Start by asking three questions for each external service you depend on:
1. What fails if this service goes down?
Not just the obvious primary function. Think about the secondary effects. If your email provider goes down, you can't send transactional emails. But you also can't send password reset links, which means users who forgot their password are completely locked out.
2. Does this service share infrastructure with other services I depend on?
This is where cascade paths hide. Your monitoring service and your application might both be hosted on AWS. Your auth provider and your payment processor might share a CDN. Look for these overlapping dependency chains.
3. Can I still operate (even in degraded mode) without this service?

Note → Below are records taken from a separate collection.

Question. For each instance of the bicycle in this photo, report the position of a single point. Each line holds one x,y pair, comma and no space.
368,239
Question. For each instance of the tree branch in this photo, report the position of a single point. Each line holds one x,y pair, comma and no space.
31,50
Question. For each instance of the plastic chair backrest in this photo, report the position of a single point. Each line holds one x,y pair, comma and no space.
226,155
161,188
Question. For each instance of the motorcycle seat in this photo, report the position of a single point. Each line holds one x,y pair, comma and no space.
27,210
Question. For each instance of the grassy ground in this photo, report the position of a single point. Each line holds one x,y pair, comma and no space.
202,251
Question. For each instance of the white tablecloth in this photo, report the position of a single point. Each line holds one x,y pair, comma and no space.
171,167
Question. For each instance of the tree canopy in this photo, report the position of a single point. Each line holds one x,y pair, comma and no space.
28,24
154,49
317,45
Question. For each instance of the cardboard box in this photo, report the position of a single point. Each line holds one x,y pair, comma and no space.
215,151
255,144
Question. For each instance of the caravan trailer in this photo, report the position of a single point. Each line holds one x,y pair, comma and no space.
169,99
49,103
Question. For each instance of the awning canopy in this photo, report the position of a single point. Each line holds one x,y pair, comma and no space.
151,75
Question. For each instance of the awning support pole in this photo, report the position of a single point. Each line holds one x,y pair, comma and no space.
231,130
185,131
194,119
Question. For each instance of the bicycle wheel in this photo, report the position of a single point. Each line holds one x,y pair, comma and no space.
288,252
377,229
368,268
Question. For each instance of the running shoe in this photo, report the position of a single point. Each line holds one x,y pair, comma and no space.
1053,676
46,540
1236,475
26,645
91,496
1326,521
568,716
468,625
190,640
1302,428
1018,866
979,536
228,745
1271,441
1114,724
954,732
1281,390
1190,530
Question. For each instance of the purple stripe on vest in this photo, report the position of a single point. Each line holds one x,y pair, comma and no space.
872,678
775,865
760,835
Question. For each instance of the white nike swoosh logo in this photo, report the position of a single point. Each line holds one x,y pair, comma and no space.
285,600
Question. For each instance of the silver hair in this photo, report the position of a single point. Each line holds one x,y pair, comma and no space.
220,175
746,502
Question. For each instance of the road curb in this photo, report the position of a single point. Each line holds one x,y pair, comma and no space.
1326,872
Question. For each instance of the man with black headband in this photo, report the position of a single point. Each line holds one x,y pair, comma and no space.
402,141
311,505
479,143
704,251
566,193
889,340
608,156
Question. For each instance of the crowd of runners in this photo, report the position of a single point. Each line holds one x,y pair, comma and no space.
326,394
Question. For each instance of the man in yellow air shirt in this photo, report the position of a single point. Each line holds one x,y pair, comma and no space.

Some dependencies are truly critical. You can't process payments without a payment processor. But you can queue them for retry. You can't authenticate new users without your auth provider. But you can serve cached sessions. Understanding what degraded mode looks like for each dependency helps you build resilience without over-engineering.
What monitoring catches
Automated upstream monitoring won't prevent cascading failures. Nothing will, short of eliminating external dependencies entirely. But it shrinks the time between "something is wrong" and "we know exactly what's wrong."
When you're monitoring the status of all your upstream dependencies, a cascade becomes obvious almost immediately. Instead of seeing "everything is broken" and starting a panicked investigation, you see "DNS provider is reporting an incident" and immediately understand why auth, payments, and email are all failing at the same time. Of course, that assumes the status page has actually been updated, which is why multi-source monitoring matters.
That understanding is worth 10 to 15 minutes of incident response time. And in a cascade, where every minute sees the blast radius expand, those minutes are the difference between a contained incident and a total platform outage.
The dependency graph is already in your codebase. Your package.json is a liability map, and your docker-compose.yml, your Terraform modules all contain implicit information about what your application needs to run. Making that implicit knowledge explicit, and monitoring it continuously, is the simplest form of cascade prevention.
You can't stop your DNS provider from having a bad day. But you can find out about it in seconds instead of minutes. And when the cascade starts, seconds are all you've got.